The creation vanguards addon itself was also somewhat controversial - asn and I basically had to go rogue to get all of these defenses prototyped in a reasonable time frame. Merging these defenses into Tor is a significantly larger engineering task than making a python control port addon.
It is rather sad that we have to make such choices for security features/improvements like this, and for the tagging problem. But security features are surprisingly difficult to obtain funding for (!), and so we often have to find ways to do whatever we can in these areas.
juanjo wrote:
Since no one is posting it here and talking about it, I will post it.
https://nvd.nist.gov/vuln/detail/CVE-2020-8516
The guy: http://www.hackerfactor.com/blog/index.php?/archives/868-Deanonymizing-Tor-C...
Is this real?
Are we actually not verifying if the IP of the Rend is a node in the Tor network?
When I saw `CVE-2020*` combined with Hidden Service deanonymization in the title, I thought I'm going to have an interesting evening.
Then I saw: This vulnerability is currently undergoing analysis and not all information is available. Please check back soon to view the completed vulnerability summary.
I don't think this should be a CVE. First of all, it's not really deanonymization technically speaking. It's a 'Guard discovery attack'. Of course, it can potentially lead to onion service deanonymization if combined with another attack, so it's no secret this is quite possible.

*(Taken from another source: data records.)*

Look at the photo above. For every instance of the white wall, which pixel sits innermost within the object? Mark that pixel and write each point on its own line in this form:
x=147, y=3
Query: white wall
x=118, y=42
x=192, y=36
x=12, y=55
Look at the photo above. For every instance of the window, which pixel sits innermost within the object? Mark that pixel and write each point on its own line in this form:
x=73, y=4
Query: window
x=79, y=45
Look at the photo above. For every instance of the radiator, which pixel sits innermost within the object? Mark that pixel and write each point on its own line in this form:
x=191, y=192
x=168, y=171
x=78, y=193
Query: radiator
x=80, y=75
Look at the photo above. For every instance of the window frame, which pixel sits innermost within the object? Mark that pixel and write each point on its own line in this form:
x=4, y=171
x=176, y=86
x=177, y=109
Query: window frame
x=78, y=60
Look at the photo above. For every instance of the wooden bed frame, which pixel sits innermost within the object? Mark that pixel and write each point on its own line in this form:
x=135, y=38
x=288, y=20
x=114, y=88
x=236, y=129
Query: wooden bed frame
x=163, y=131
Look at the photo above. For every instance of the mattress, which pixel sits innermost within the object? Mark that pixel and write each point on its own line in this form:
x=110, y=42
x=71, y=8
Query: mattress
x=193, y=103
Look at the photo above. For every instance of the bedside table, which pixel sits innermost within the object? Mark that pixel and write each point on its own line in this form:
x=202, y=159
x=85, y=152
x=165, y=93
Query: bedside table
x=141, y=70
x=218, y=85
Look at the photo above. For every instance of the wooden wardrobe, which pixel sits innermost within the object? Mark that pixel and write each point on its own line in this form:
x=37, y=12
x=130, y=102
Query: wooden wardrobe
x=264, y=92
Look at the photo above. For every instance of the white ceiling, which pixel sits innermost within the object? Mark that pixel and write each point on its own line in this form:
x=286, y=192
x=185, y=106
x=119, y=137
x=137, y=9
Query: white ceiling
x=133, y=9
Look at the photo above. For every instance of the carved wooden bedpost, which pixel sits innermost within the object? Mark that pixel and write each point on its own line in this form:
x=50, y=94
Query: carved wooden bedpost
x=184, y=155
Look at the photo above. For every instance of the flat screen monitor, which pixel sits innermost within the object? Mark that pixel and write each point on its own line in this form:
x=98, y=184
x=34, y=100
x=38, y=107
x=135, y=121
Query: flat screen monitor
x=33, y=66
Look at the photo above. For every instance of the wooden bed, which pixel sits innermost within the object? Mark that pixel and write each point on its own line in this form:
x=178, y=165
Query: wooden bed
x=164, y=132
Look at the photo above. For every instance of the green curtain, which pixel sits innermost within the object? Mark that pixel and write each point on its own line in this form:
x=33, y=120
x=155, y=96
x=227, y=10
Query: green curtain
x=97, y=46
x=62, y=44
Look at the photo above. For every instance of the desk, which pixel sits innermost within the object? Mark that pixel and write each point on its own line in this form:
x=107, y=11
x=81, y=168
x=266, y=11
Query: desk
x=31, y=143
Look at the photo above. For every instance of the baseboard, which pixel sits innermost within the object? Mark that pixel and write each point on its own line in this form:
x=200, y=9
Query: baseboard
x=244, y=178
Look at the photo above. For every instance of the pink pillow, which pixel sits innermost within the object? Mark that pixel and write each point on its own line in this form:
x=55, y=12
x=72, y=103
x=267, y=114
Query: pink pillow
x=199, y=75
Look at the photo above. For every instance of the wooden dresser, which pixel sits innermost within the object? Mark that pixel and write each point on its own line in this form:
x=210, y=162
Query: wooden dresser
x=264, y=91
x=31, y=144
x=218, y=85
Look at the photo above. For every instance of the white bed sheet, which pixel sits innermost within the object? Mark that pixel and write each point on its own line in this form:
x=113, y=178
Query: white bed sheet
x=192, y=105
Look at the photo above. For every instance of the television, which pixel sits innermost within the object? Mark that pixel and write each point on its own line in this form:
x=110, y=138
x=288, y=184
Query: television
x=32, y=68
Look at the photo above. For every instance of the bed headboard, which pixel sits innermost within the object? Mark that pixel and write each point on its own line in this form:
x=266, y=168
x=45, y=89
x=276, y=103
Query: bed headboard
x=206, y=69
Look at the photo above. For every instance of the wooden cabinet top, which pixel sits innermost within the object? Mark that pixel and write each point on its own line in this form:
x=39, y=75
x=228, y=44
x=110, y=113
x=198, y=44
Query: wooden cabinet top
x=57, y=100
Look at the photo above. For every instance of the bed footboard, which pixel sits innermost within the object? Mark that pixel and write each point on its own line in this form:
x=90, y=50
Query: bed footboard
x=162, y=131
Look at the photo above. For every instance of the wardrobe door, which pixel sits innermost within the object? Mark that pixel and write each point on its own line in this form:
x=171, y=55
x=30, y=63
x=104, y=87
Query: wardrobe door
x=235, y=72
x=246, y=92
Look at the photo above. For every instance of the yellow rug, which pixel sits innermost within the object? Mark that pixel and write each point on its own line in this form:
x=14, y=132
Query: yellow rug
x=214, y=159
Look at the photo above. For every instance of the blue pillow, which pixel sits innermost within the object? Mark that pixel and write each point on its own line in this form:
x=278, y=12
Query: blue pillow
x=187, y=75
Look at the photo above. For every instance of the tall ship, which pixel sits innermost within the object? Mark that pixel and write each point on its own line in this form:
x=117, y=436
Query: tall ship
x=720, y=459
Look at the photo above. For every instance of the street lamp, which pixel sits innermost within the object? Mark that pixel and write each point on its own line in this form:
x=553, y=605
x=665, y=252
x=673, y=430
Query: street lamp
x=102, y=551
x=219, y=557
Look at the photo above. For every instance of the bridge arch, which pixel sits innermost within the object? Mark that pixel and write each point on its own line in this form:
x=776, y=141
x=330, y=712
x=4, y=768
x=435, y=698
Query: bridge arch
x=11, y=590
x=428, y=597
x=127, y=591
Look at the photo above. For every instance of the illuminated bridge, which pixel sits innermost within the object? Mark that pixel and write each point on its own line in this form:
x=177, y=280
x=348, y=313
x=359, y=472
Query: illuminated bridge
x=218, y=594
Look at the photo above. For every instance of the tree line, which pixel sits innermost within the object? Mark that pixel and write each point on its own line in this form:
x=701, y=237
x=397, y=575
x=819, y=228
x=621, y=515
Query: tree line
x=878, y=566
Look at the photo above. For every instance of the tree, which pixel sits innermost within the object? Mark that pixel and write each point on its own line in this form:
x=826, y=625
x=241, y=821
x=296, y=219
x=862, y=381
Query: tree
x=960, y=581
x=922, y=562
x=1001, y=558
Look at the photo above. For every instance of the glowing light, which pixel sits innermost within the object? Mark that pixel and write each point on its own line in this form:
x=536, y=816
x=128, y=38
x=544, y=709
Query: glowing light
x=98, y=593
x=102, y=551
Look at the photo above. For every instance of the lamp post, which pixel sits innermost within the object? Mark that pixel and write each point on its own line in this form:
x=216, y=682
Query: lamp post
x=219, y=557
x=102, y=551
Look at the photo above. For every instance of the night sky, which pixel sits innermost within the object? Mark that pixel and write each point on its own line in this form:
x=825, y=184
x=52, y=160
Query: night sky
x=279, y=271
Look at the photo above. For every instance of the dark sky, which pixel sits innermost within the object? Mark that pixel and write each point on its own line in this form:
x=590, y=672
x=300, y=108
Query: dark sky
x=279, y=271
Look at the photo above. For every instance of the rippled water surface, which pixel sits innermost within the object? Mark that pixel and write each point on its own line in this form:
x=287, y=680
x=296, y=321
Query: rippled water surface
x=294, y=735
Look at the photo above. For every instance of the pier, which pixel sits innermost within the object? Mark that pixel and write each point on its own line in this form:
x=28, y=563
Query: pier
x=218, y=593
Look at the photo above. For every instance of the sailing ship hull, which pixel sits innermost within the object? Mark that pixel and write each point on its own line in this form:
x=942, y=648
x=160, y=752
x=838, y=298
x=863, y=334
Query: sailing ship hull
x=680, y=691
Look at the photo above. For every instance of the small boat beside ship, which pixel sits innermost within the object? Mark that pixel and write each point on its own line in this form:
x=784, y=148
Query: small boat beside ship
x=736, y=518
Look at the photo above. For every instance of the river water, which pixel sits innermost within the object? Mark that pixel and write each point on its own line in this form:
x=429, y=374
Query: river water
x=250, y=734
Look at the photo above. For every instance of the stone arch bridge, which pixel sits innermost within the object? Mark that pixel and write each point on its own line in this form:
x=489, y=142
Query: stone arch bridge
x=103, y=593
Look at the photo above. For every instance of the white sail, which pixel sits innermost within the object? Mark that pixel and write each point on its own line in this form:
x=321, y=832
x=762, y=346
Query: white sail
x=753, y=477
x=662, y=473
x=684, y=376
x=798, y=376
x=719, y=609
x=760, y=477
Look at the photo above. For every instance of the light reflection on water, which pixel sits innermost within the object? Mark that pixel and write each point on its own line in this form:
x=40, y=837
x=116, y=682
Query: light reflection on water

However, this is a well known problem. The onion service client (think of it as the visitor of a .onion website) is the one who chooses the rendezvous point. This means it can choose a hostile one, under his control, and at the same time run more middle relays and establish rendezvous circuits with a particular onion service continuously until a workable path from attacker's perspective is chosen.
The rendezvous point being a part of the consensus or not does not actually make even the slightest difference. In fact, if we make a requirement for the rendezvous point to be in the consensus (from onion service server view of the network), we only end up with performance limitations. Because onion service client and onion service server can have (and often have) different views over the network. This is expected to aggravate if we want to really scale Tor (check walking onions proposal), so making this requirement will bottleneck Tor scaling without actually fixing the slightest thing.
The only fix here is for Tor when running in onion service server mode to keep a track of its historic established rendezvous circuits and detect such attacks, because they are very trivial to detect:
A Tor relay that is not on the consensus is unmeasured, so it can have a weight of n, thus a probability to be selected genuinely by a honest onion service client is n%.
Now, you only look for insanely high n values. If your onion service server has 90% of its last "m" established rendezvous circuits to the same rendezvous point, you can't possibly think it's a coincidence right?
Same logic applies to rendezvous relays that are in the consensus as well, only that you might allow a higher "n" value because you know their weights, and they might be fast relays.
Thus in anyway your "n" cannot possibly be even near the limit an attacker needs to perform a guard discovery attack.
I wrote a proposal sketch back in 2016 about this, it mitigates exactly this attack: https://lists.torproject.org/pipermail/tor-dev/2016-January/010291.html
The protection is called "RendGuard" and is implemented in the Vanguards defense implemented by Mike Perry in 2018.
The RendGuard part of that could be in Tor by default, because it doesn't face so many load-balancing issues and anti-fingerprinting issues as opposite to layer 2 and layer 3 guards.